One of the things I’ve noticed about many Indians is their ability to take any kind of negative situation and brush it off as though it were nothing. It’s like a perpetual positive attitude. Sometimes this comes across as uncaring and crass. However, in talking to other people who are involved in mixed Indian relationships, this appears pretty common to them as well.
I’ll give you an example. I’m a broadcast journalist and I recently learned that two of my stories picked up some pretty nice (and if I may brag on myself for one brief moment-Prestigious) awards. One was an Associated Press award for best commentary and the other is an Edward R Murrow Regional Award for best series. This was big for me because I was competing against stories from 200 other stations in four states.
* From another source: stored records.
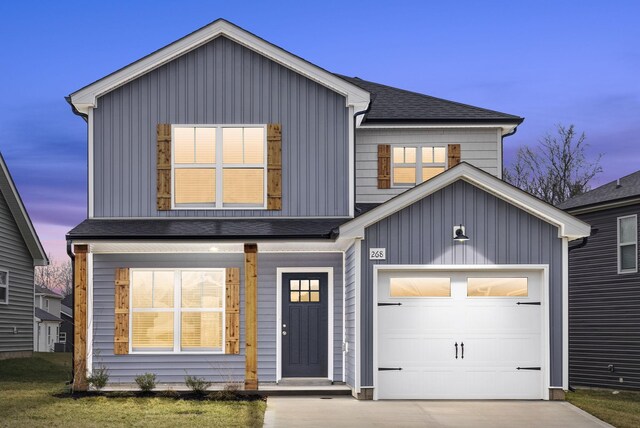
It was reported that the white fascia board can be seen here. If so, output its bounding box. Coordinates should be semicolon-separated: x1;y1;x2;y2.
358;122;518;136
340;162;591;240
71;19;370;113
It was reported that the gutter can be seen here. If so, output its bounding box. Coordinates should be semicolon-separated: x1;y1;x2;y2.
353;99;376;218
67;239;76;385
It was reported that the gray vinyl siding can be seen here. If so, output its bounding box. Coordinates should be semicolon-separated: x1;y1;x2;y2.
94;37;350;217
356;128;502;203
569;204;640;389
93;254;245;383
258;249;342;382
344;244;357;388
360;181;562;387
93;253;342;383
0;192;33;353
When I told M today about the Murrow award, I may as well have told him I was going to the store to get bread. It would have garnered the same reaction and he swears I never told him about the AP award last week.
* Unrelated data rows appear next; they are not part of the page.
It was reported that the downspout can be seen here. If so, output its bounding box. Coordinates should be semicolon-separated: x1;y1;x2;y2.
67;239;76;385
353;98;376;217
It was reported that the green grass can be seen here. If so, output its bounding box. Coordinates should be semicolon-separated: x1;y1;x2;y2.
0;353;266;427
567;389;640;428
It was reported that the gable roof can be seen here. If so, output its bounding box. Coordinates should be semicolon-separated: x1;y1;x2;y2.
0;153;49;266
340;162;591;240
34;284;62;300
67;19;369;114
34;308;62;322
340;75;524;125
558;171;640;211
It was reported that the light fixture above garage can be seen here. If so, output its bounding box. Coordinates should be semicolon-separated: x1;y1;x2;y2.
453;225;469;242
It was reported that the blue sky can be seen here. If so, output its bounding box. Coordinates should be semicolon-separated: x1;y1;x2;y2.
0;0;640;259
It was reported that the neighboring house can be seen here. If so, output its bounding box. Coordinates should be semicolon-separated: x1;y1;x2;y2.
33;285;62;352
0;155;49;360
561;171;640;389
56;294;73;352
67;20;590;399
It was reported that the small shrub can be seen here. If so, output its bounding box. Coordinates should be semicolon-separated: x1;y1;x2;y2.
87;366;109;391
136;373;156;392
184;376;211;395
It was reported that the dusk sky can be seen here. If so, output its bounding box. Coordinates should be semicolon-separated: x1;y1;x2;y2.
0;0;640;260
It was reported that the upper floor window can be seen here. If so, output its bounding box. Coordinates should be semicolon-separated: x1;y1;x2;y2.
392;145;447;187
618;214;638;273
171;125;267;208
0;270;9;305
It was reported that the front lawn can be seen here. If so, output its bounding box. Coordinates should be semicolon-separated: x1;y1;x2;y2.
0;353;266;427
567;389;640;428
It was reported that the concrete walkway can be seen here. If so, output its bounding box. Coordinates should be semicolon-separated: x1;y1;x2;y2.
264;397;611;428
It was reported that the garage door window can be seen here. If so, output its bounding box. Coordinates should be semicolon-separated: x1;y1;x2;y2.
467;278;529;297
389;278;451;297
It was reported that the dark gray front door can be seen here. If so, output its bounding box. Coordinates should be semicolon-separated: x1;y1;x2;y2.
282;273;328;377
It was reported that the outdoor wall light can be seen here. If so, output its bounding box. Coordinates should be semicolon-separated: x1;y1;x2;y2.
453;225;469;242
When I was recently diagnosed with a serious medical condition, it was the same way until I forced him to sit down and have the “what to do in the event of” conversation. It was only then that he was forced to face the situation. You see, my sweet, lovable flawed M is an avoider. I realized a long time ago that it’s nothing personal with me. He’s always been like this and I doubt he’s going to change anytime soon. Some people just prefer to avoid negative or sad emotions. I know there are things about me he probably feels the same way about. You see, that’s the beauty of a marriage. If you are honest with yourself, it will always be inherently flawed in some way which makes you appreciate the edges you’ve both worked so hard to smooth even more.
As I’ve gotten older, I’ve realized that the best way to succeed in a relationship is to 1) always express myself no matter how much it may hurt either partner. I happen to believe that holding it in is worst because to do so may cause a buildup of hostility later and 2) choose my battles. Some things just aren’t worth wasting breath over. In moments like these, I choose to remember why I’ve hung in here as long as I have and that wipes it all away.
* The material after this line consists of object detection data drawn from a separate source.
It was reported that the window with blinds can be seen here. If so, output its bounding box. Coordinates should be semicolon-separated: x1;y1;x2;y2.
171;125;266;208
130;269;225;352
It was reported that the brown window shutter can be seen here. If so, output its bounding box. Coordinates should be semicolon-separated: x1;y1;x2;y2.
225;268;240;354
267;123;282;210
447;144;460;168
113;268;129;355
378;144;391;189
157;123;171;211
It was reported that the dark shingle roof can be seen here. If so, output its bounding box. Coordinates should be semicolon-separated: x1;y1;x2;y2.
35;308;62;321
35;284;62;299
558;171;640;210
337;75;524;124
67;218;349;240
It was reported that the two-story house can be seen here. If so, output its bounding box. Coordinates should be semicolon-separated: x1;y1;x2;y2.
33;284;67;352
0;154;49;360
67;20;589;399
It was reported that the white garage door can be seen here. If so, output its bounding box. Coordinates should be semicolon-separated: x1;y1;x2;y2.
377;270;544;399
The other lesson I’ve learned (and ladies PLEASE hear this) is that it’s best to keep your relationship business to yourself. I understand the need to vent (trust me I do) but our friends and family who love us dearly sometimes don’t know when they are loving us too hard. In other words, remember that when you are telling your friends or family all of your business, it could come back to bite you. The memories of friends tend to be much longer than ours and they remember every gory detail which they will kindly remind you of whenever they get a chance..especially if they don’t like your guy.
I learned in my last relationship to never tell all of the details because friends, in thinking that they are doing what is best, will bash your man and tell you what you don’t need. When all is said and done and you and your guy have patched things up, you never forget what they said and they won’t forget what you said either. This can create a great deal of tension in the friendship. I’ve been on both ends of this (the giver of the information and the receiver) and I can tell you that it’s no picnic. When it’s you hearing the friend, you think to yourself ‘is she crazy, why is she still with that fool,’ or ‘this is too much drama for me.’
I remember one friend in particular who kept going back to a physically abusive relationship and each week I had to listen her cry and say no more only to see her go back, just emotionally drained me. So I stopped being the antagonistic friend and began to always put a positive spin on things. For example, I’d remind her to do a list of pros and cons or ask her what she felt she needed to do to make herself feel better. Never would I say anything about the guy or their specific problem. I kept it focused on her. Is this always easy? Hell no- Especially when you have a friend who has a fool for a man. However, if you love your friend as much as you say you do, then ride it out with her. That’s what I did and eventually she left him. Later she thanked me for not bashing him (apparently she forgot about all the times I did). Don’t get me wrong. I’m not saying that you shouldn’t speak your opinion honestly IF she asks. What I am saying is be careful of your phraseology when you do.
Our mouths are the most powerful weapon we carry. Our words have the ability to heal, hurt, encourage or discourage and those words can tear everything we have apart or build the impossible. So ..when you and your guy have issues going on-talk it out whether he’s listening or not. Until the next blog remember to love long and love hard.